Bruins Alumni, Lowell PD skate for a cause – Lowell Sun


LOWELL — Battling butterflies the size of the Zamboni, members of the Lowell Police Department hockey team took to the Tsongas Center ice.

They stared across at their opponents, the Boston Bruins alumni, wearing the familiar black and gold jerseys.


Joe Mullen is in the Hockey Hall of Fame. Dave Silk won an Olympic gold medal in 1980 and was part of the Miracle on Ice team. Ken Hodge Jr. and Ryan Bourque are the sons of Bruins legends.

“Those guys can still play. There’s no doubt about that,” said 16-year LPD officer Scott Merrill, who manned Lowell’s net in the first half. “It was so much fun out there. They let up on us in the second half. That’s probably the most fun that I’ve ever had since we started the team three or four years ago.”

Let the record show that the Bruins alumni skated to an 8-4 win before an estimated crowd of 1,000.

The real winner, however, was the charity the game benefitted, the Bridge Club of Greater Lowell, an organization dedicated to helping people recover from addiction.

There was plenty of joking on both sides. Goaltender Reggie Lemelin, who played in 507 National Hockey League regular season games, played defense for the Bruins. After Lowell’s first goal, it was tough to tell who was happier, goal scorer Timothy Cooper or the Bruins.

But Mullen turned serious after the game when talking about the Bridge Club and addiction.

“It’s so prevalent in the United States and across the world. It’s a big problem. Hopefully some day we’ll get to the point where we don’t have an addiction problem.
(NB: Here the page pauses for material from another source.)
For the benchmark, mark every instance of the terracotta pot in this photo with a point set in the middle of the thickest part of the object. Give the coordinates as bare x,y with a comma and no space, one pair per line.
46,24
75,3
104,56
It’s crazy out there,” said Mullen, a Boston College star who became the first U.S. player to score 500 goals and 1,000 points in the NHL.

Mullen turned 65 on Saturday.

“I feel pretty good for my age,” he said. “I don’t know how I’m supposed to feel. I know it’s going to be hard when I have to give it up. I was just talking to (Bruins legend) Derek Sanderson and he said, ‘Keep going until you can’t go any more.’ ”

Mullen wasn’t the oldest former Bruin to lace up the skates Sunday. Tom Songin is 68, a year older than Lemelin.

“I was looking at the other team and I was like, ‘Hey, they’ve got some pretty good size.’ During my first shift one of their guys said, ‘Take it easy on us.’ I told him they’re a lot younger than us,” Mullen said with a smile.

The game was not a traditional one. Instead of three 20-minute periods, two 25-minute halves with running time were held.

“It was awesome,” said LPD officer Kyle Griffin, the captain of his squad. “Seeing some of the names on the back of their jerseys was awesome. They made it super enjoyable for us. The hockey community is definitely a brotherhood, just like the police community.”

Rick Middleton, in his 15th year as president of the Bruins Alumni, said the team plays about 30 games a year. They have raised more than $6 million for local charities in the past 20-plus years.

“We play to win. We’re not the Harlem Globetrotters. But we don’t play to embarrass anyone,” said Middleton, whose No. 16 was retired by the Bruins. “The biggest reason guys play in these games is the dressing room camaraderie because that’s what you really miss when you stop playing the game.”

The Bruins skated to a 5-0 lead despite Merrill making several fine saves. Ex-University of Maine star Jean Yves-Roy tallied the first two goals. Bob Sweeney, who played high school nearby at Acton-Boxboro, also netted a pair of goals for the Bruins.

Leading the Lowell PD offense was Sgt. Joe Kelly, who scored twice, one coming on a penalty shot.

“It was a real experience. A little intimidating, to be honest with you. They still got it,” Kelly said of the former Bruins. “They were all very nice. It was for a good cause.”

Kelly praised the work the Bridge Club is doing in Lowell and said all 16 players were proud to represent the Lowell Police Department.

Ryan Ostler joined Cooper and Kelly in scoring goals for Lowell PD.

Prior to the game, with a Bon Jovi song cranking in the background, Lowell PD players joked as they got dressed. They were still wearing ear-to-ear smiles after.

Merrill, who stopped 14 shots in the first half, received autographs years ago from Lemelin and Hodge Jr. Now he was trying to stop shots by them. Carrying his equipment out of the locker room after the game, Merrill knew what was going to happen when his adrenaline wore off.

“I’ll be asleep by 9:30. Maybe 8:30,” the 41-year-old said. “Once you get above 40 everything starts hurting.”